Five minutes with Iain McInnes on the future of RA

Rheumatoid arthritis

3 May 2016

What does the future of rheumatoid arthritis look like? What needs to happen to progress therapies beyond where we currently are?  Nicola Garrett caught up with international expert Professor Iain McInnes to find out more.

 

Progress has been good but we’re not there yet

Speaking to the limbic on the future targets in RA, Professor McInnes said there had been a lot of progress with therapies to treat rheumatoid arthritis over the past 15 years.

The advent of small molecule inhibitors and biologics, together with changes in the way medicines are used, have remarkably altered the outcomes for a large number of people with RA, he said.

“Because we came from such a dark place – it was such a poorly treated and poorly managed disease 15 to 20 years ago – there is a high level of satisfaction with progress; however this doesn’t mean there’s not more to be done.”

While current therapies are effective for a significant number of people living with RA they are not a cure, Professor McInnes explains.

Then there are those patients who are doing okay, but are not able to function to their full potential.

According to Professor McInnes there are two things that need to happen to address these issues.

“We need to look at different strategies of care to establish whether existing medicines can be used more effectively,” he said.

“But there is also a need to understand the disease better and use that new knowledge to create new medicines to add to what we currently have.”

 

A partnership with industry and science

However this brings up the issue of who will develop these new drugs, given that there are a lot of drugs already in the rheumatology sector.

Understandably, Professor McInnes says, drug developers will need to ask some key questions, such as what opportunities any new medicine will provide to further improve quality of life, expedite and maintain remission or edge closer to that elusive cure.

“I empathise with that view to a large extent so the impetus is on investigators to really try and understand what is driving residual disease activity, why is it that they are not in remission and why is it that those people even if they get to remission are not cured,” he said.

“If we understand that we can go back to the pharmaceutical industry with new targets and new pathways.”

TNF blocking biologics really changed the field because people looked at TNF and its role in disease.

“They understood where it sat in the disease structure and that if we blocked it, the disease might reduce in its activity…and that’s how it turned out,” he said.
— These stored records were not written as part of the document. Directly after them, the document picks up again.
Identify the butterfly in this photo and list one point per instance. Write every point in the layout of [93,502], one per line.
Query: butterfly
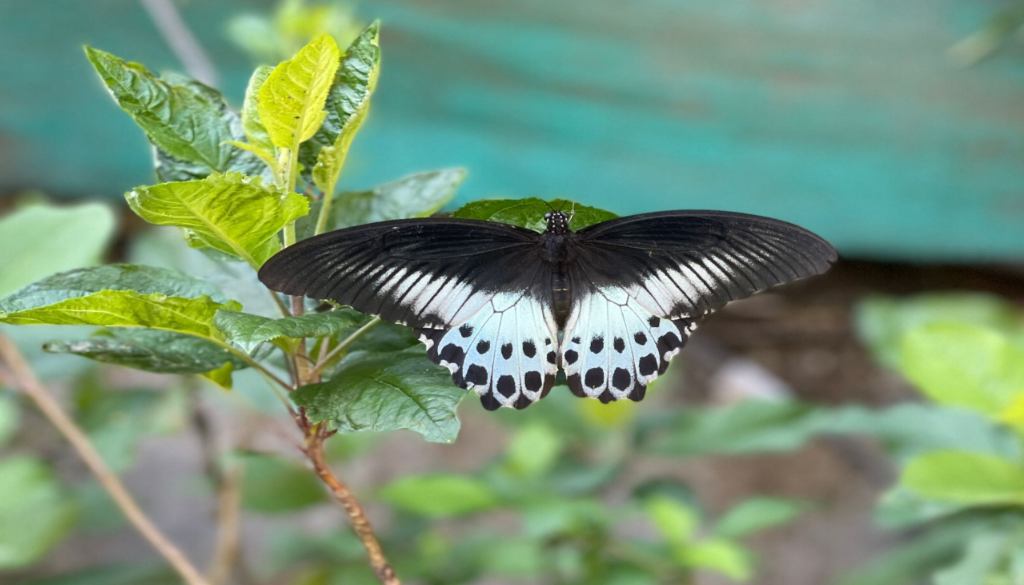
[504,308]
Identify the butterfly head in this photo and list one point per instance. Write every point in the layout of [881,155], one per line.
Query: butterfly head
[558,221]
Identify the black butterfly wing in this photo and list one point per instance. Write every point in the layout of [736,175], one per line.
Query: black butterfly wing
[642,283]
[473,290]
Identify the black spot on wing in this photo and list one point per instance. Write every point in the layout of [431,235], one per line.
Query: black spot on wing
[506,385]
[648,365]
[489,402]
[621,378]
[528,349]
[594,377]
[637,393]
[532,380]
[477,375]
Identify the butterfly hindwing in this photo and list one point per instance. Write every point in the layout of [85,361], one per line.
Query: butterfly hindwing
[613,346]
[504,351]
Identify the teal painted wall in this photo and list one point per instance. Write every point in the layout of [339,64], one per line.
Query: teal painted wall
[846,117]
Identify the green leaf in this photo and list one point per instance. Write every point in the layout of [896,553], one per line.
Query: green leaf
[676,521]
[965,477]
[720,555]
[291,100]
[9,416]
[188,123]
[117,295]
[757,514]
[347,106]
[255,132]
[35,513]
[129,574]
[151,350]
[982,559]
[438,496]
[229,213]
[249,331]
[882,322]
[414,196]
[386,391]
[965,365]
[117,420]
[534,450]
[529,212]
[762,426]
[40,240]
[272,485]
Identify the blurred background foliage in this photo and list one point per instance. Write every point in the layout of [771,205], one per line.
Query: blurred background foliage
[747,464]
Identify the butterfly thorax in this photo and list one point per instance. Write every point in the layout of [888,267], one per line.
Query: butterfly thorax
[557,251]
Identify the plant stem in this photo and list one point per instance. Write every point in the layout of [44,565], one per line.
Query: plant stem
[356,515]
[345,343]
[38,393]
[182,42]
[325,210]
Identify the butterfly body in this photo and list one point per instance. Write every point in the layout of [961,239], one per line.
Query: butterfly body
[506,308]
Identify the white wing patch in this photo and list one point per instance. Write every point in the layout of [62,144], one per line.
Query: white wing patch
[504,351]
[614,344]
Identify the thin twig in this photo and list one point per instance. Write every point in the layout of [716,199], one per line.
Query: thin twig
[227,550]
[180,39]
[356,515]
[226,485]
[25,379]
[345,343]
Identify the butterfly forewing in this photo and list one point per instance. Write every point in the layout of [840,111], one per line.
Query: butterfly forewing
[481,295]
[472,290]
[641,284]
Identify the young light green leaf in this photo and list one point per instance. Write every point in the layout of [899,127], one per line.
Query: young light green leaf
[291,100]
[40,240]
[965,365]
[676,521]
[117,295]
[386,391]
[882,322]
[529,212]
[9,416]
[983,557]
[255,132]
[534,450]
[418,195]
[249,331]
[965,477]
[757,514]
[230,213]
[720,555]
[347,107]
[439,496]
[272,485]
[188,123]
[130,278]
[151,350]
[35,513]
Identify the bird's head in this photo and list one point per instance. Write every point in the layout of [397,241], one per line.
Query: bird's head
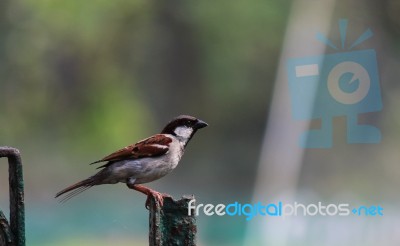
[184,127]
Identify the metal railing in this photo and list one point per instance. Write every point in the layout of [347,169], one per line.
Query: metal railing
[169,224]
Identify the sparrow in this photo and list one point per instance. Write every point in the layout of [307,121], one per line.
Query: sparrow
[143,162]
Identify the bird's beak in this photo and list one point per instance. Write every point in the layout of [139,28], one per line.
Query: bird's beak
[200,124]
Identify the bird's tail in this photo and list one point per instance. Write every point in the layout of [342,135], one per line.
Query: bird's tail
[76,189]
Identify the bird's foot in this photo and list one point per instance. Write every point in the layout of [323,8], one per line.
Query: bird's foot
[158,197]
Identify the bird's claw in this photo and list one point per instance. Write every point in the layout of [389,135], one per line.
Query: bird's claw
[158,197]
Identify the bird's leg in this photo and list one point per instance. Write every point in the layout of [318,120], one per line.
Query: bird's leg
[159,197]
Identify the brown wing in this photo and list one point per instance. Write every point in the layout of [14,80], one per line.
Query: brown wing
[153,146]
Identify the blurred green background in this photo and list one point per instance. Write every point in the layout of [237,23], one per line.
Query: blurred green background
[80,79]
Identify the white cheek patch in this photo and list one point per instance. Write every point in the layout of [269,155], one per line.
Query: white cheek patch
[183,131]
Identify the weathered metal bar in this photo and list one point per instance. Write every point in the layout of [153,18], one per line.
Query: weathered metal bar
[170,224]
[16,190]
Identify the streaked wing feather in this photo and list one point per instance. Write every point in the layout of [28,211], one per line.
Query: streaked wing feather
[153,146]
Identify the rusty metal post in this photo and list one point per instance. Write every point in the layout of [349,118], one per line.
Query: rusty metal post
[170,224]
[16,190]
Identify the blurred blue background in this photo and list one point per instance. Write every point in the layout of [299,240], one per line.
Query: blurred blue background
[80,79]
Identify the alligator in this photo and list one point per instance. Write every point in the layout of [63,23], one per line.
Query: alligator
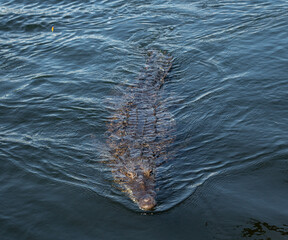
[140,132]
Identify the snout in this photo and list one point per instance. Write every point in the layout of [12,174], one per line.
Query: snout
[147,203]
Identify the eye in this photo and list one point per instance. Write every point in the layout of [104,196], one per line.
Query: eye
[131,175]
[149,173]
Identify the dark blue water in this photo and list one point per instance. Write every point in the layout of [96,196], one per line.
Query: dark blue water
[227,92]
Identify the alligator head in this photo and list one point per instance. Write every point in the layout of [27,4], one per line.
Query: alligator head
[139,182]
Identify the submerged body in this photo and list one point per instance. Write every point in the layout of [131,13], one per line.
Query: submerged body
[139,133]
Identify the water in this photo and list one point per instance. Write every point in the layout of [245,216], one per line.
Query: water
[227,92]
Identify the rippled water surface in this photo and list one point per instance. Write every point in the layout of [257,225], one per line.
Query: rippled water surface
[227,175]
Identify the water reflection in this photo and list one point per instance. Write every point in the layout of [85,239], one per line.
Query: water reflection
[258,230]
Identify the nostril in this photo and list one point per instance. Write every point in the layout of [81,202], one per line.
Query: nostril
[147,202]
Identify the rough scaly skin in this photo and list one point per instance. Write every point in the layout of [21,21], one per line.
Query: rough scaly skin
[139,133]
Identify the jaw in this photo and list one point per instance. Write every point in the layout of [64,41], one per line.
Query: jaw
[147,203]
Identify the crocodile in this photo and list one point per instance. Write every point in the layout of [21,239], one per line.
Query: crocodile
[140,132]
Since then there’s been a lot of work done in trying to find those pathways that really do drive the pathology and therefore clinical presentation.

But, says Professor McInnes, there is a need to be efficient as we don’t have unlimited resources.

One way to increase efficiency is to use the power of modern cellular molecular biology to understand the pathogenesis and then use that knowledge.

“In a way it’s making a roadmap of the disease and really it’s like sat nav – there’s probably several different routes but there’s one route that’s a lot smarter than the others,” he said.

“That’s where pathogenesis lead interventions comes from – it’s understanding the matrix of the disease and then threading your way through that complexity to the solution.”

 

What will the new medicines look like?

New medicines could look like medicines we’ve seen before, or potentially bear no resemblance to their predecessors, says Professor McInnes.

Within the field of biologics there’s a lot of innovation going on targeting RNA species targeting the epigenome.

“When you think about that you begin to understand that probably the way in which we go after the target is part of the innovation,” he said.

“Ultimately we want medicines that are not particularly toxic but are highly effective. But that’s not a new statement, we’ve wanted that forever.”

 

Professor Iain McInnes is Director of the Institute of Infection, Immunity and Inflammation at the University of Glasgow and serves as the Muirhead Professor of Medicine, and ARUK Professor of Rheumatology.